Marco Gasperetti per il “Corriere della Sera”

È appena stato scarcerato. Parla a fatica, piange, si dispera. Sandro Mugnai, 53 anni, è il fabbro accusato di omicidio volontario per aver ucciso con il suo fucile da caccia un vicino di casa, Gezim Dodoli, 59 anni, impresario edile albanese, che a bordo di una ruspa la sera del 5 gennaio ha assaltato la sua casa alla periferia di Arezzo mentre era a cena con i familiari.

«Sono un uomo disperato anche se convinto d’essere innocente – dice aiutato dai suoi legali, Marzia Lelli, amica di famiglia, e Piero Melani Gaverini -. Ho agito per salvare la mia famiglia. Quell’uomo stava facendo crollare la nostra casa, eravamo in trappola come topi. Non avevo altra scelta che sparare».

Aveva mai conosciuto il carcere?

«Mai, ho la fedina penale candida, sono un uomo per bene, un volontario, mi piace aiutare le persone. Adesso ci sono stato quattro giorni in galera. Ero in isolamento, ed è stata una esperienza terribile. Ma neppure per un attimo ho pensato di essere colpevole».

Lei è accusato di omicidio volontario anche se il reato potrebbe essere derubricato in eccesso di legittima difesa. Come ha vissuto i giorni in cella?

«Gli agenti di custodia sono stati straordinari. Cercavano di farmi coraggio. Mi dicevano di stare tranquillo, di non essere così disperato, che probabilmente sarei uscito presto e avrei potuto riabbracciare mia moglie e i miei figli. Hanno avuto ragione loro. Li ringrazio tantissimo come ringrazio il giudice che mi ha scarcerato».

Può raccontarci quei momenti? Perché ha sparato a quell’uomo?

«Lo ripeto, non avevo scelta. Eravamo in sette a tavola per festeggiare l’Epifania, la notte dei regali. Tutti allegri, tutti felici. C’erano mia moglie Maria Luisa, mia madre Fortunata, mio figlio Michele, mio fratello Massimo, sua moglie Maria Cristina e il loro figlio. A un certo punto sentiamo un frastuono in giardino.
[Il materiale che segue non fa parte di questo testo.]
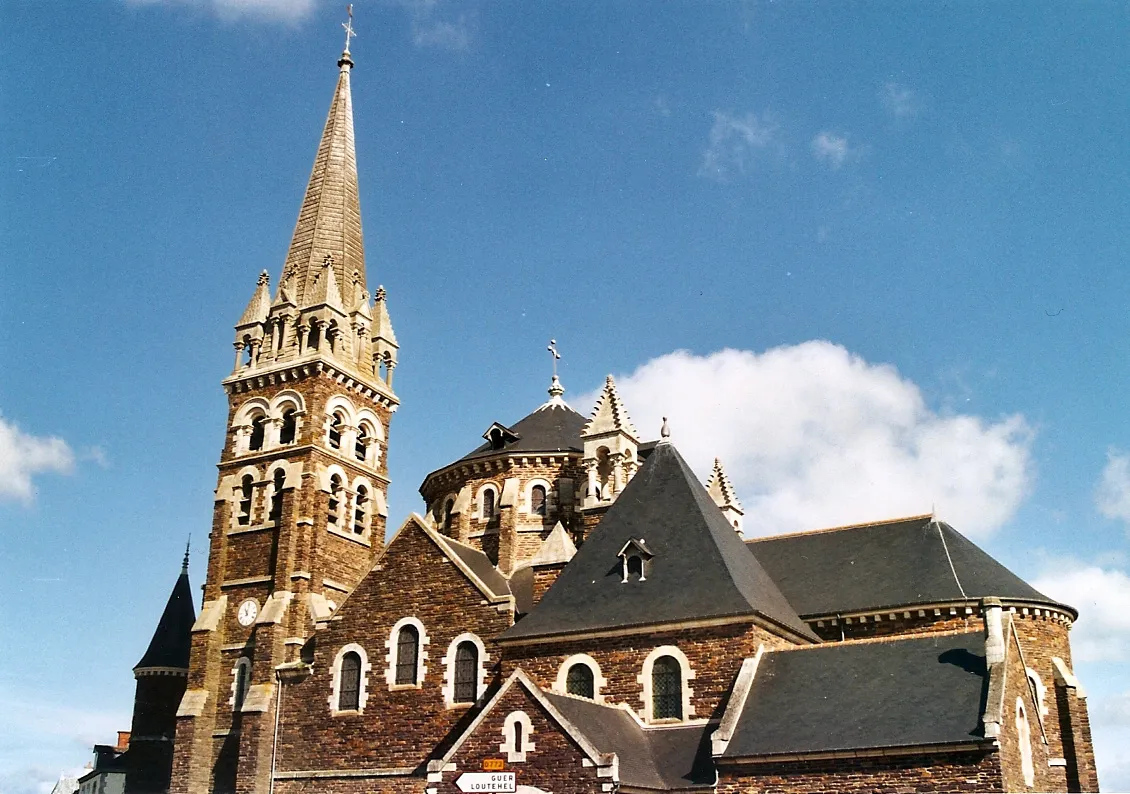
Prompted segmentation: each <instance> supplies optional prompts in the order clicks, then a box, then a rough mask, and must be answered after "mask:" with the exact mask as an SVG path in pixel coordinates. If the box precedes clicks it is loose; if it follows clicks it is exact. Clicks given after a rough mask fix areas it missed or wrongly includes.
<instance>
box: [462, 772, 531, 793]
mask: <svg viewBox="0 0 1130 794" xmlns="http://www.w3.org/2000/svg"><path fill="white" fill-rule="evenodd" d="M455 785H457V786H459V791H461V792H484V793H488V792H501V793H502V794H514V792H516V791H518V782H516V780H515V779H514V773H512V771H464V773H463V774H462V775H460V776H459V777H457V778H455Z"/></svg>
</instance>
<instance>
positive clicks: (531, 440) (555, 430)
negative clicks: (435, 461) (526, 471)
mask: <svg viewBox="0 0 1130 794" xmlns="http://www.w3.org/2000/svg"><path fill="white" fill-rule="evenodd" d="M586 421H588V419H585V418H584V417H583V416H581V415H580V413H577V412H576V411H574V410H573V409H572V408H570V407H568V405H565V404H564V403H560V404H554V403H547V404H546V405H544V407H541V408H539V409H538V410H536V411H533V412H532V413H530V415H529V416H527V417H524V418H523V419H520V420H519V421H518V422H516V424H515V425H511V426H510V430H512V431H513V433H514V435H516V436H518V440H514V442H510V443H509V444H506V445H504V446H503V448H502V450H492V448H490V443H489V442H486V443H484V444H480V445H479V446H477V447H475V448H473V450H472V451H471V452H469V453H467V454H466V455H463V456H462V457H460V459H459V460H461V461H470V460H475V459H477V457H486V456H488V455H496V454H499V453H504V452H506V453H510V452H583V451H584V448H583V447H582V446H581V429H582V428H583V427H584V425H585V422H586Z"/></svg>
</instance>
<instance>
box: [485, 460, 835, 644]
mask: <svg viewBox="0 0 1130 794" xmlns="http://www.w3.org/2000/svg"><path fill="white" fill-rule="evenodd" d="M632 539H636V540H640V539H643V540H644V541H645V542H646V546H647V548H649V549H650V550H651V551H652V552H653V553H654V557H653V558H652V559H650V560H649V562H647V570H646V581H644V582H628V583H622V574H620V559H619V558H618V557H617V555H618V553H619V551H620V549H622V548H624V544H625V543H627V542H628V541H629V540H632ZM754 614H757V616H760V617H763V618H766V619H768V620H770V621H773V622H775V623H777V625H780V626H784V627H786V628H788V629H790V630H791V631H793V632H796V634H798V635H802V636H805V637H809V638H815V637H814V635H812V634H811V632H810V631H809V629H808V627H807V626H806V625H805V623H803V621H801V620H800V618H798V617H797V613H796V611H794V610H793V608H792V607H791V605H790V604H789V602H788V601H786V600H785V597H784V596H783V595H782V594H781V591H779V590H777V586H776V585H775V584H774V583H773V579H772V578H770V575H768V574H766V573H765V569H764V568H762V566H760V564H759V562H758V561H757V559H756V558H755V557H754V556H753V555H750V553H749V551H748V550H747V549H746V547H745V544H744V543H742V541H741V538H739V535H738V533H737V532H735V531H733V527H732V526H730V524H729V522H727V520H725V516H723V515H722V512H721V511H720V509H719V508H718V505H715V504H714V501H713V500H712V499H711V498H710V496H709V495H707V494H706V489H705V488H704V487H703V486H702V483H701V482H698V479H697V478H696V477H695V474H694V472H692V471H690V468H689V466H688V465H687V463H686V461H684V460H683V456H681V455H680V454H679V453H678V451H676V448H675V447H673V446H672V445H670V444H660V445H658V446H657V447H655V451H654V452H653V453H652V454H651V455H650V456H649V457H647V460H646V462H645V463H644V464H643V466H641V468H640V471H638V472H637V473H636V475H635V477H634V478H633V479H632V481H631V482H629V483H628V485H627V487H626V488H625V489H624V491H623V492H622V494H620V495H619V496H618V497H617V499H616V501H614V503H612V506H611V507H609V508H608V513H607V514H605V517H603V520H602V521H601V522H600V524H599V525H598V526H597V529H596V530H594V531H593V533H592V535H591V536H590V538H589V540H588V541H585V543H584V546H582V547H581V549H580V550H579V551H577V552H576V556H575V557H574V558H573V559H572V561H570V564H568V565H567V566H566V567H565V569H564V570H563V571H562V574H560V576H558V578H557V581H556V582H555V583H554V584H553V586H551V587H550V588H549V591H548V592H547V593H546V594H545V595H544V596H542V597H541V601H540V602H539V603H538V604H537V605H536V607H534V608H533V610H532V611H531V612H530V613H529V614H528V616H525V617H524V618H522V619H521V620H520V621H519V622H516V623H515V625H514V626H512V627H511V628H509V629H506V630H505V631H504V632H503V634H502V635H501V639H504V640H505V639H511V638H521V637H542V636H554V635H562V634H572V632H580V631H593V630H601V629H616V628H624V627H629V626H650V625H658V623H669V622H681V621H686V620H697V619H702V618H722V617H731V616H733V617H737V616H754Z"/></svg>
Mio fratello si è affacciato alla finestra e si è messo a urlare. “C’è un pazzo che con la ruspa sta distruggendo le nostre auto”. Mi sono affacciato anch’ io e ho visto il mio vicino di casa che cercava di aprire un varco tra le macchine parcheggiate. Poi si è scagliato contro la casa. Massimo ha cercato di uscire per fermarlo ma lui ha tentato di schiacciarlo e con la benna ha danneggiato la porta d’ingresso. Si è salvato per un miracolo».
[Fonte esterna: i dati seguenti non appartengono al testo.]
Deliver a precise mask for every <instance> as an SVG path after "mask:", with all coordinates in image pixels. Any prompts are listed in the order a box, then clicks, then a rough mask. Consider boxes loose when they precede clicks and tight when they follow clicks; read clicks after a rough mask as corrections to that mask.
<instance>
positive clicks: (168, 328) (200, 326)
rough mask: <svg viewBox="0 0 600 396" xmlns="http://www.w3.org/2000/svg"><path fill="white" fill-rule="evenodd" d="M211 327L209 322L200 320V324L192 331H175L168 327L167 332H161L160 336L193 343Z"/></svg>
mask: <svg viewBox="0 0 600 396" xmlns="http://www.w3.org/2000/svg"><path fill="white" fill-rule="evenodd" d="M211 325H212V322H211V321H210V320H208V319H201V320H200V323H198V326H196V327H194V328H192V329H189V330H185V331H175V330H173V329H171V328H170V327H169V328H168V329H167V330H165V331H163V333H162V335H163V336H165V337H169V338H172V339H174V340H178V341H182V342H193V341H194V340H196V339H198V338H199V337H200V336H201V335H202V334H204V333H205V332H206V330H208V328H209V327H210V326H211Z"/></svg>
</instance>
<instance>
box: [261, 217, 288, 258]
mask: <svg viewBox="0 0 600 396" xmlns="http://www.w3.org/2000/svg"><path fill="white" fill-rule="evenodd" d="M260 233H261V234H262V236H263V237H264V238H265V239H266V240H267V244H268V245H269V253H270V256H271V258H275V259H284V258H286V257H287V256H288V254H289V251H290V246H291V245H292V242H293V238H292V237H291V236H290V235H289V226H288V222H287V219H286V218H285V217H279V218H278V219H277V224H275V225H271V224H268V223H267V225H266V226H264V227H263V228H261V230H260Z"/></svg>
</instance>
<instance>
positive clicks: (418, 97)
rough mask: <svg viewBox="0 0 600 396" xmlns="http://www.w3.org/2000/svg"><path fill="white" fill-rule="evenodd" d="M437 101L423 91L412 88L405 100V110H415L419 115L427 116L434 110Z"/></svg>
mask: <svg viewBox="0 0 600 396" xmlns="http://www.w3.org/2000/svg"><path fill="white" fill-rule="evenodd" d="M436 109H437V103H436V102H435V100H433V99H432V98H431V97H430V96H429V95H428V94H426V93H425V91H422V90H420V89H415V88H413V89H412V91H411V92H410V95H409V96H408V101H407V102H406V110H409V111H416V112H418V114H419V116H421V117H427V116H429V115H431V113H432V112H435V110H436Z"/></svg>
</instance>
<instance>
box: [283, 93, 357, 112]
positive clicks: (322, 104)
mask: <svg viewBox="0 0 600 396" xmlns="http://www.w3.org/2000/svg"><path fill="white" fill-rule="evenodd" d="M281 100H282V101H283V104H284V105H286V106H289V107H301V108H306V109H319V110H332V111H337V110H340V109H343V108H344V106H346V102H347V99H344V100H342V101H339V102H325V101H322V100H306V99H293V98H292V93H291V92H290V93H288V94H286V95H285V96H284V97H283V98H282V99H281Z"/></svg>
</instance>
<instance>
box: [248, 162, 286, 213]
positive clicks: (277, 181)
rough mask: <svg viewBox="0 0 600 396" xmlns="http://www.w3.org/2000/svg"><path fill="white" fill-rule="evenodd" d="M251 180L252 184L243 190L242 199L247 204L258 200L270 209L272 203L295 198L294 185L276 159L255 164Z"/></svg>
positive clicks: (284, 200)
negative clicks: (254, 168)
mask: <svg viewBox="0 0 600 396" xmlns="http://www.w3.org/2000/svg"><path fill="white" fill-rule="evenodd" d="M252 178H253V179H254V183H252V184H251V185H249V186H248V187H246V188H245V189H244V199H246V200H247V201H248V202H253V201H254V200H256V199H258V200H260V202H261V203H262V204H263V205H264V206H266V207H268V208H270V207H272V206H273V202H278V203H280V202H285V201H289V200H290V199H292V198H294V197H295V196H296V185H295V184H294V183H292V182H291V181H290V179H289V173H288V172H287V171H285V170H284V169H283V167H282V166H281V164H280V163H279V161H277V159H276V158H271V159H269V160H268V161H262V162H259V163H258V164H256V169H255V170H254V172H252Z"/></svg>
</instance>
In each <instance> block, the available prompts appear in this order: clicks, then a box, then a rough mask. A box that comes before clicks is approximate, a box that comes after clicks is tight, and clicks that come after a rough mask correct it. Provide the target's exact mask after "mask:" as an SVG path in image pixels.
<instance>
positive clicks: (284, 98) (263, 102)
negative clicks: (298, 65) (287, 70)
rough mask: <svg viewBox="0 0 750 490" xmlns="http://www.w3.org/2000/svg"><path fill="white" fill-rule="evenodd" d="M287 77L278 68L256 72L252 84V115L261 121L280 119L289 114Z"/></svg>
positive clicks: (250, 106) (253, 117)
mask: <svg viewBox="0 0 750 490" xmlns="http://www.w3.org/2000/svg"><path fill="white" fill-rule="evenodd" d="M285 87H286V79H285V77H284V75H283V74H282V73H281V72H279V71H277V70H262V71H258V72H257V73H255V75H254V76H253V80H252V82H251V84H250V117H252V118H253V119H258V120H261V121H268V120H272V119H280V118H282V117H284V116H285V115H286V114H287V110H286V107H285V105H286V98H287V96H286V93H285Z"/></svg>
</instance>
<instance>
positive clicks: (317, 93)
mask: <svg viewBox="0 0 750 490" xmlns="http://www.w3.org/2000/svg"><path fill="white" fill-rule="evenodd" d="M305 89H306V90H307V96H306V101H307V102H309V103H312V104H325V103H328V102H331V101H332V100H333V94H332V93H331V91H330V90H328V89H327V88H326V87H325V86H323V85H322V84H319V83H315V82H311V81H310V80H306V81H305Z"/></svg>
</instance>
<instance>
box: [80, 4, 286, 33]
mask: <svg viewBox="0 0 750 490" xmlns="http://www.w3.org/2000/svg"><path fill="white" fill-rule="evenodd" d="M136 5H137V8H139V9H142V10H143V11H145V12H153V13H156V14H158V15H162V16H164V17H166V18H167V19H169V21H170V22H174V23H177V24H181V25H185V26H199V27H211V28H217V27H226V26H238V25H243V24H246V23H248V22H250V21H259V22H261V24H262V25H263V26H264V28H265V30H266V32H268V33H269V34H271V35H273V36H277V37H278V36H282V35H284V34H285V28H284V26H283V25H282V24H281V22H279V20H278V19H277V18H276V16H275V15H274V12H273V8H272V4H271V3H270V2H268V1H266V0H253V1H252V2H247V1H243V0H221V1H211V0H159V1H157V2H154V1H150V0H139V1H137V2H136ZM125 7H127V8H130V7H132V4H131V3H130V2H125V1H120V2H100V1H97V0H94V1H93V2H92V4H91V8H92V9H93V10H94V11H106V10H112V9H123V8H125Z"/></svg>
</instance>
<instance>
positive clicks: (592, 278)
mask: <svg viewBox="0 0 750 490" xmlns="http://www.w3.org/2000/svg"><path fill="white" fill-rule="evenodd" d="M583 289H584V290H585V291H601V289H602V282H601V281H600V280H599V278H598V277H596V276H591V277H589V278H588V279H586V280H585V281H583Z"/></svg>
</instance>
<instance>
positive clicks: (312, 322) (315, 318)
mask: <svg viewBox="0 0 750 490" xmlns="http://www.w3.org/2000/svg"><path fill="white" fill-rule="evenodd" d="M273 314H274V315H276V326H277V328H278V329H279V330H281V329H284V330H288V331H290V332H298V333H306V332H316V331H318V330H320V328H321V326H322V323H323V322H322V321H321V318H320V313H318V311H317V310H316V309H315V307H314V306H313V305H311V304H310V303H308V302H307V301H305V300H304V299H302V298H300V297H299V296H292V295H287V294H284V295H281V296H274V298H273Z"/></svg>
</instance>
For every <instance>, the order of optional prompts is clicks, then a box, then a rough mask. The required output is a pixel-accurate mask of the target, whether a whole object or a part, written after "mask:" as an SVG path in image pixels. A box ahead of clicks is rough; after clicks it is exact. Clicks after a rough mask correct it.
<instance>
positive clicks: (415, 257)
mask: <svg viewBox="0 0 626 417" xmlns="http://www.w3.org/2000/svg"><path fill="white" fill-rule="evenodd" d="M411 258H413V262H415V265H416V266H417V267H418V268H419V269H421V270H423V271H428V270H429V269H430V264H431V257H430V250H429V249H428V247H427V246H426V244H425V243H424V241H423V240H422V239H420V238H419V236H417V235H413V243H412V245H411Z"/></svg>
Ma perché non siete fuggiti?

«Non era possibile. Dodoli aveva semidistrutto la porta bloccandola, l’unica via d’uscita. Gli urlavo di andare via ma non si fermava. È stato un vero incubo. La casa tremava perché lui aveva iniziato a distruggere il tetto. Tutti gridavano terrorizzati. Ho preso il fucile da caccia, pensavo che forse sarei riuscito a spaventarlo, a farlo ragionare. E invece…».

E invece?

«Ha continuato a colpire la casa. Ho sparato il primo colpo di avvertimento a terra, ma lui non si è fermato. Gli infissi della casa si muovevano, cadevano calcinacci. I miei familiari gridavano disperati. Ho sparato ancora».

Quanti colpi?

«Credo tre, forse quattro. Miravo in basso sperando di ferirlo alle gambe. Ad un tratto la ruspa si è fermata. Ho salvato le vite della mia famiglia e la mia. Ma a un prezzo altissimo. Piango ancora per quell’uomo, però ripeto: non c’erano altre possibilità».

Il gip ha scritto che lei «ha sicuramente agito per difendere la vita dei propri familiari e non la proprietà».

«Sì, e lo ringrazio ancora, ma il dolore e la disperazione restano».

Come si spiega il comportamento del suo vicino di casa?

«Non ci riesco. C’era stato un litigio un mese fa con mia madre perché lui suonava la batteria alle 2 di notte. Nient’ altro. Io continuavo a salutarlo».